La gestión de las zonas arbustivas (escobonales, brezales, jarales, piornales, etc) en forma de mosaico es la manera más eficaz de evitar los megaincendios, pues periódicamente las espesuras de matorral viejo y seco, que son un gran peligro y no sirven para el ganado o la fauna, se rozan o se rejuvenecen por las quemas controladas de pequeñas superficies. Para ello mediante trabajo comunal o hacendera, se congregaba a todos los vecinos para que vigilasen y controlasen la tarea y se repartían los productos obtenidos para combustible, cama para el ganado, etc.
En España peninsular este ancestral trabajo en comunidad se llama hacendera, facendera, facendeira, huebra, auzolan, auzalan, usalan (“usa” es monte comunal y “lan” trabajo en vascuence),… En otras localidades la tarea en común se llama: adra, andecha, hazafra, serna, sufra, esquisa, estaferia, esfoyaza, esbicha, maya, tornallom o siega. En las comunidades indígenas hispanoamericanas este trabajo vecinal comunitario y no remunerado se ha asumido desde el primer momento (sustituyendo a los pavorosos trabajos forzados por los incas y mexicas) y en Chihuahua y California lo llaman tequio y tequitl, en Oaxaca guelaguetza y de Colombia a la Argentina y Paraguay minga y minka. Es el símbolo tradicionalista del principio comunal y de subsidiariedad, completamente universal en las Españas hasta el advenimiento del liberalismo estatalista, desamortizador y destructor.

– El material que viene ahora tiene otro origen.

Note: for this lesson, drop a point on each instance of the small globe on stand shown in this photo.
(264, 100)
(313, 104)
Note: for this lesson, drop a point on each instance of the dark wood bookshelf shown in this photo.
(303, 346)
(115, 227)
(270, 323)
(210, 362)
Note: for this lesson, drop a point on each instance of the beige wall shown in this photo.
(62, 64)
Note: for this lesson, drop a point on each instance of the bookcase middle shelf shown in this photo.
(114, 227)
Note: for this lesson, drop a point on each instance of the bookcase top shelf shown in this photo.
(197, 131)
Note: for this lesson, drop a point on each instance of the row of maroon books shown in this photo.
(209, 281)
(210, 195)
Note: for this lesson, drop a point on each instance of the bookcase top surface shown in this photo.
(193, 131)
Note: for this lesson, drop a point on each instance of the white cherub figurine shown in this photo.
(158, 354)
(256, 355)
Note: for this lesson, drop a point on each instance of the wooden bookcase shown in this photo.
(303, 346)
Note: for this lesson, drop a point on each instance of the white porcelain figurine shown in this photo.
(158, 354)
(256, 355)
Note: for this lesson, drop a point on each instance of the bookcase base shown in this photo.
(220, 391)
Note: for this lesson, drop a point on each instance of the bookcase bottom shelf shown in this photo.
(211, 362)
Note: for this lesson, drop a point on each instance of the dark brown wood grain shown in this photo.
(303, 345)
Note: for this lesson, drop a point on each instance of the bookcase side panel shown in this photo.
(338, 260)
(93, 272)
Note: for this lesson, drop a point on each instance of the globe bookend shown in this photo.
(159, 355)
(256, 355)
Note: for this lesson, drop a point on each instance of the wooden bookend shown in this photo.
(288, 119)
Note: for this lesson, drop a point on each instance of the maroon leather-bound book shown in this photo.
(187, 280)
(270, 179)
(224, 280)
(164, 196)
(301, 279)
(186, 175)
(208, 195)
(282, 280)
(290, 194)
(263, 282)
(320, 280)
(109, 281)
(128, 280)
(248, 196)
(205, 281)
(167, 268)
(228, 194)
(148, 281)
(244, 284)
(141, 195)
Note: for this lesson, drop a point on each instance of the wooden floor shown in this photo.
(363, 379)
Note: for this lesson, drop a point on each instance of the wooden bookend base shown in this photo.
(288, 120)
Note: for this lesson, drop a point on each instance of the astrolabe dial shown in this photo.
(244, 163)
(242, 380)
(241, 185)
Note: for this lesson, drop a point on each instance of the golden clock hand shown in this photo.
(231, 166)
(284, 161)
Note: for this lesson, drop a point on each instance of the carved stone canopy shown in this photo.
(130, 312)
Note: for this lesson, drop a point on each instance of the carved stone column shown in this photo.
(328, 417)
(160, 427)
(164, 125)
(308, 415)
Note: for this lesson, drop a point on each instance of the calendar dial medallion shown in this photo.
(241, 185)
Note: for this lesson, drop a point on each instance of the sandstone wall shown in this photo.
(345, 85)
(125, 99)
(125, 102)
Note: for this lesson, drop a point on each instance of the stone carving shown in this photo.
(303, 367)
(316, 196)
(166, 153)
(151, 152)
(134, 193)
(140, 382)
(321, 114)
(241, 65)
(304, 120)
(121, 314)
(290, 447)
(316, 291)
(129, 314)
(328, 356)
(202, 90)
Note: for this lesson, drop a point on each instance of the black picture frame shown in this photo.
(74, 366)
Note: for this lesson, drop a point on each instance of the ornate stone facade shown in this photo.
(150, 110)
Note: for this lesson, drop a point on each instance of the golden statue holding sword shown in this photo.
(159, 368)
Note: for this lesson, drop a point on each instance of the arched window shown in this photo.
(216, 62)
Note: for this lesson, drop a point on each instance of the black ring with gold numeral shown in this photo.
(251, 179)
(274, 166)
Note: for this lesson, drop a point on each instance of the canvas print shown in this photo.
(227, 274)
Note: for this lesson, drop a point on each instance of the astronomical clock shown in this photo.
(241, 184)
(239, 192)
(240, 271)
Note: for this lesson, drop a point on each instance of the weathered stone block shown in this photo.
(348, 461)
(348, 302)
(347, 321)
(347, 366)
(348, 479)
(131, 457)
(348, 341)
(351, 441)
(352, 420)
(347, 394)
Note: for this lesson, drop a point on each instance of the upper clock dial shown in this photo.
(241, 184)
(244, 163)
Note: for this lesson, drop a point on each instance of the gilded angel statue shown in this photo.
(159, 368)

La aplicación del ganado rotacional con razas autóctonas era una de las bases tradicionales para conseguir que los bosques no se quemasen, en especial la trashumancia y trasterminancia tradicional que mantiene los pastos y el mosaico de flora y crea discontinuidades en la vegetación. Mantiene los habitats y especies amenazadas. Su desaparición total favorece desastres ambientales posteriores (megaincendios). Los equinos autóctonos (caballos y burros), como ganadería extensiva, son imprescindibles para mantener el monte menos combustible pues consumen hierbas muy duras, matorrales espinosos pirófitos, etc. De igual manera y en su justa medida los rebaños de ovejas merinas, ojaladas o cucas y sobre todo por las cabras, auténticos bomberos naturales que impiden la extensión del fuego por su ramoneo y limpia eficaz. También las montaraces vacas gallegas, alistanas y asturianas, negras castellanas y andaluzas, monchina y betizu vasca, murcianas, catalanas de la Albera, etc. Como escribían ya dos sabios hace casi medio siglo los honorables ingenieros de montes Abreu, J. M.y Montserrat, P. (1975): «No existe mejor cortafuego que un pasto bien aprovechado con pastoreo de razas indígenas».
Como no se apliquen urgentemente algunas de estas ideas para evitar los devastadores megaincendios, empleando medios técnicos actuales, corremos peligro real de que aumenten más si cabe.
Juan Andrés Oria de Rueda de Salgueiro. Círculo Matías Barrio y Mier de Palencia.